= La Jalousie =

1957 novel by Alain Robbe-Grillet

La Jalousie is a 1957 novel by Alain Robbe-Grillet. The French title, "la jalousie", is a play on words that can be translated as "jealousy", but also as "the jalousie window".

La Jalousie is an example of the nouveau roman genre, for which Robbe-Grillet later explicitly advocated in his 1963 Pour un nouveau roman (For a New Novel).

Robbe-Grillet argued that the novel was constructed along the lines of an "absent" third-person narrator. In that account of the novel, the narrator, a jealous husband, silently observes the interactions of his wife (referred to only as "A...") and a neighbour, Franck.

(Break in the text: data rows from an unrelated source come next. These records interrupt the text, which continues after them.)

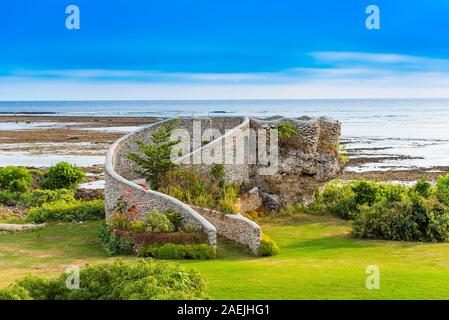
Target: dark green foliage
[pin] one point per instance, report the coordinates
(337, 199)
(114, 245)
(267, 247)
(392, 212)
(218, 174)
(175, 218)
(423, 188)
(154, 158)
(62, 176)
(443, 189)
(141, 280)
(287, 130)
(35, 197)
(15, 179)
(178, 251)
(365, 192)
(67, 211)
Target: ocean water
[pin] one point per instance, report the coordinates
(407, 133)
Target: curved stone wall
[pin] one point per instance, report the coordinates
(120, 171)
(118, 187)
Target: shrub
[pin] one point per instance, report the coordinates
(35, 197)
(423, 188)
(137, 226)
(412, 219)
(156, 161)
(14, 292)
(228, 200)
(119, 221)
(365, 192)
(287, 130)
(158, 222)
(62, 176)
(179, 251)
(443, 189)
(68, 211)
(337, 199)
(114, 245)
(186, 185)
(15, 179)
(141, 280)
(267, 247)
(161, 238)
(176, 219)
(218, 173)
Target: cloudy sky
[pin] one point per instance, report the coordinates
(223, 49)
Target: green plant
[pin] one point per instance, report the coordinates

The silent narrator, who never names himself (and whose presence is merely inferred, e.g. by the number of place settings at the dinner table or deck chairs on the verandah) is extremely suspicious that A... is having an affair with Franck. Throughout the novel, he continually replays his observations and suspicions (that is, created scenarios about A... and Franck), so much so that it becomes impossible to distinguish moments that are observed from those that are merely suspected.

Robbe-Grillet has noted that the setting is deliberately ambiguous and self-contradictory, with elements from a number of world regions.

La Jalousie was a critical success but commercially disappointing. The novel was considered for television adaptations by the BBC but ultimately discounted.